Designing and building DNA reagents for CRISPR edits can be complicated as well as tedious. To streamline reagent design for our SapTrap CRISPR plasmid assembly system, we developed the SapTrap Builder software utility. SapTrap Builder provides an intuitive graphical user interface for visualizing the design of reagents for CRISPR-based genetic tag insertion and point mutagenesis. Our program guides users through several steps of CRISPR edit design, alerts the user when incompatibilities arise, and generates sequences of DNA oligomers required for the desired edit. Although primarily developed for use with the SapTrap system, the program can be used to design CRISPR reagents for any protocol.

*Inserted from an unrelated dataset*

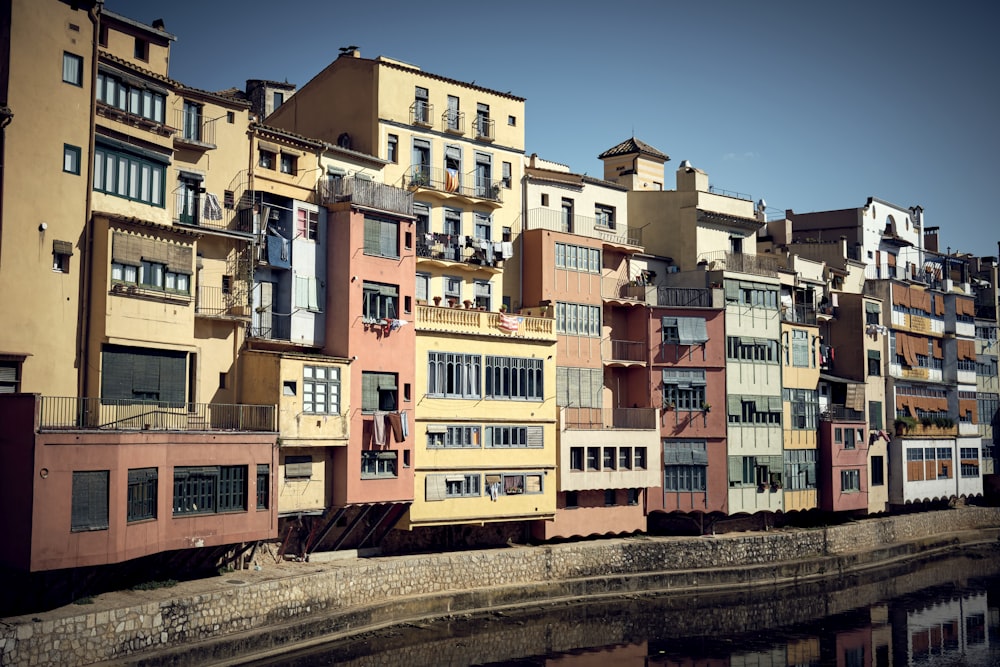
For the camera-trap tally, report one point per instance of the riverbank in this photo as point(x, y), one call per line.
point(214, 620)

Using CRISPR/Cas9 to generate random deletions in a gene is quite simple and efficient. CRISPR/Cas9 can also be used to generate specific amino acid changes in a protein or insert genetically-encoded fluorescent tags, but such custom edits require reagents that are complicated to properly design and build. To streamline reagent production, we previously developed SapTrap, which modularizes the design and assembly of targeting vectors for genetic tag insertion in C. elegans (Schwartz and Jorgensen, 2016). Now, we introduce companion software, called SapTrap Builder, that guides users through the design of site-specific reagents for the SapTrap system. Using our program, researchers can design reagents for SapTrap targeting vector assemblies in less than one minute for most sites. The program can also be used to select insertion sites and guide RNAs for non-SapTrap strategies.

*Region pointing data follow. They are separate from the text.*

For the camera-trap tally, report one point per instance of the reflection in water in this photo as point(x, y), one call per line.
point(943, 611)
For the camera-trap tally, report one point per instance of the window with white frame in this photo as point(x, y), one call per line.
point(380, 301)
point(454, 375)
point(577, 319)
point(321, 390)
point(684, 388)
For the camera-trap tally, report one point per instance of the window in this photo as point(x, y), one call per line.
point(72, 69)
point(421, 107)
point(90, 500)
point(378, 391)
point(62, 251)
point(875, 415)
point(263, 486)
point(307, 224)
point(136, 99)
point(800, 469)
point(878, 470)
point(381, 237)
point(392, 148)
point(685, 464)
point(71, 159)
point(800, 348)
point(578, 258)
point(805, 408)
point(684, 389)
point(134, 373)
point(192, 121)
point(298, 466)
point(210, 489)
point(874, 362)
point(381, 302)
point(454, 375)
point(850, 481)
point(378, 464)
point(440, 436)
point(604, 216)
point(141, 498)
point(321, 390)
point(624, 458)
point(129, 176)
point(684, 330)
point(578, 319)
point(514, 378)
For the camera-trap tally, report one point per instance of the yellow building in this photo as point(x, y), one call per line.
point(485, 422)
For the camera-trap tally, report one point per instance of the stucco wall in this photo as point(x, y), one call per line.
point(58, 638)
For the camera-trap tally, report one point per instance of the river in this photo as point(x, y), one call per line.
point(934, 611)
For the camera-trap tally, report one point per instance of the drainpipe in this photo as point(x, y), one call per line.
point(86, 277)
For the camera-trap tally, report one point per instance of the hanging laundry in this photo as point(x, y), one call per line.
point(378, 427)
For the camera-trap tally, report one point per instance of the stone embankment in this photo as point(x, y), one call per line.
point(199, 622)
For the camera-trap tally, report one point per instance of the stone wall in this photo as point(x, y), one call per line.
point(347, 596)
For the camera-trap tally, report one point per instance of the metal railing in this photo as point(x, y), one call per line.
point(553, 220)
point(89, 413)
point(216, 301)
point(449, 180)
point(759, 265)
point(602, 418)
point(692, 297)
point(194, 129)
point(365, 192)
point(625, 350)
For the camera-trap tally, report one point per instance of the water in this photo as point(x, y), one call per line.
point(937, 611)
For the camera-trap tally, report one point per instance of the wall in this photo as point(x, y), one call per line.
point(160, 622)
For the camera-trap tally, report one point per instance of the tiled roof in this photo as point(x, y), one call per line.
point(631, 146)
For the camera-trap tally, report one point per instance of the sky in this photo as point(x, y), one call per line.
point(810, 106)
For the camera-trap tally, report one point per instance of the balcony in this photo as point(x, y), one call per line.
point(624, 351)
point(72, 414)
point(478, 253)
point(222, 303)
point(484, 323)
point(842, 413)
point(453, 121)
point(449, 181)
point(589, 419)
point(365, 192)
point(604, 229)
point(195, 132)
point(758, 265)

Designing a specific CRISPR-based edit requires (1) picking a guide RNA, (2) selecting homology arms flanking the insert or edit site, (3) introducing mutations within the homology arms (silent changes if needed to immunize the repair template against further cleavage by Cas9, and if desired, coding changes to the ORF) and (4) designing a cloning strategy to assemble the final targeting DNA. SapTrap Builder provides an intuitive graphical interface that leads the user through these tasks. Importantly, the program handles the complicated and tedious elements of design and error checking, freeing the user to focus on the broader design.

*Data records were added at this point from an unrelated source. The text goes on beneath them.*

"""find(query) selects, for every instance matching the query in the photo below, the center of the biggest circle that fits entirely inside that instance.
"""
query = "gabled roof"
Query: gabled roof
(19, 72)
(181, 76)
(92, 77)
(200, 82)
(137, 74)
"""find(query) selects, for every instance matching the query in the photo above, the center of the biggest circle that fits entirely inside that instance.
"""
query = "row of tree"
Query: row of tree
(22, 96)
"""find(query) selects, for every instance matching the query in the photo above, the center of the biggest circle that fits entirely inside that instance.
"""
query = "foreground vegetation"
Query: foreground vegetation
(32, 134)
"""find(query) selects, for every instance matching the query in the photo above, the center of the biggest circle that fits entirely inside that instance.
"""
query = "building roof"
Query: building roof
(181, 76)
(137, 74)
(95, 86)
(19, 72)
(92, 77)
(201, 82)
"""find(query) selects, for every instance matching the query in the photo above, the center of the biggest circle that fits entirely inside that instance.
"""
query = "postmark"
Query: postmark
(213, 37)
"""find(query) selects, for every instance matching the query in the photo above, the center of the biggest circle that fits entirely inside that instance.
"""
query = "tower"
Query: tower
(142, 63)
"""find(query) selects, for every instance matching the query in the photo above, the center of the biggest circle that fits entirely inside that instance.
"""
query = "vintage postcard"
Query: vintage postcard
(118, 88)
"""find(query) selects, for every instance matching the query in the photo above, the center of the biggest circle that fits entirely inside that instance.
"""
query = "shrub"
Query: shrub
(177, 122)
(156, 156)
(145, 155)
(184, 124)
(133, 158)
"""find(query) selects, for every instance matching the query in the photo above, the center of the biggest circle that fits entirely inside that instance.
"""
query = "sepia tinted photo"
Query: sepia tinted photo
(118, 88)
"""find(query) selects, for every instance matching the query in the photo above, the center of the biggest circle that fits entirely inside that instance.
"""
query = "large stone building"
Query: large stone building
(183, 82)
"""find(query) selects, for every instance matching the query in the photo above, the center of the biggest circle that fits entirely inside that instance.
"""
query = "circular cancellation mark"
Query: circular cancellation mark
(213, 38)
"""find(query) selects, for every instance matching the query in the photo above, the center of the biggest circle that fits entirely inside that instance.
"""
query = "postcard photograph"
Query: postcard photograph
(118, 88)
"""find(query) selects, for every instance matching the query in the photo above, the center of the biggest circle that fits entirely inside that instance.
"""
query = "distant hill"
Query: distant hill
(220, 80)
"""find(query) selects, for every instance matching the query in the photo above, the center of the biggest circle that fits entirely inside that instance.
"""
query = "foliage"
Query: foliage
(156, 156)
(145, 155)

To design reagents for a SapTrap assembly, the user pastes a genomic DNA sequence into the program’s main display text box. Once the genomic site is entered, the user is guided through the standard steps: translation frame selection, tag-type selection, insert site selection, guide RNA selection, repair template mutation, design review, and reagent sequence generation. For each step, the display is updated to show necessary sequence information, and modifications are made using simple keyboard inputs. The program highlights common design errors. By default, the program produces reagents for annealed oligo-based SapTrap assemblies. A user-modifiable options box allows changes to the output for synthetic gene fragment or PCR-based assemblies. Although our program is primarily designed for use with the SapTrap system, we included a ‘Generic’ option that produces only raw guide RNA and homology arm sequences, allowing users to utilize the guide RNA selector and mutator functionality with alternative DNA assembly strategies.
Directed genome editing is conceptually simple but practically complex. Our overall goal is to simplify design and production workflows to expand the use of genome editing in C. elegans. Together with our plasmid toolkit, SapTrap Builder greatly simplifies the design and assembly of complex targeting vectors for introducing both point mutations and genetic tags. Recently, the hygromycin-resistance self-excising cassette has been made compatible with SapTrap (Dickinson et al., 2018). In addition, we have generated new vectors to introduce point mutations into genes using unc-119+ selection (Schwartz and Jorgensen, 2018). The SapTrap system accelerates the design and production of CRISPR reagents leaving only injection of constructs as the main rate-limiting step for the generation of edited worm strains.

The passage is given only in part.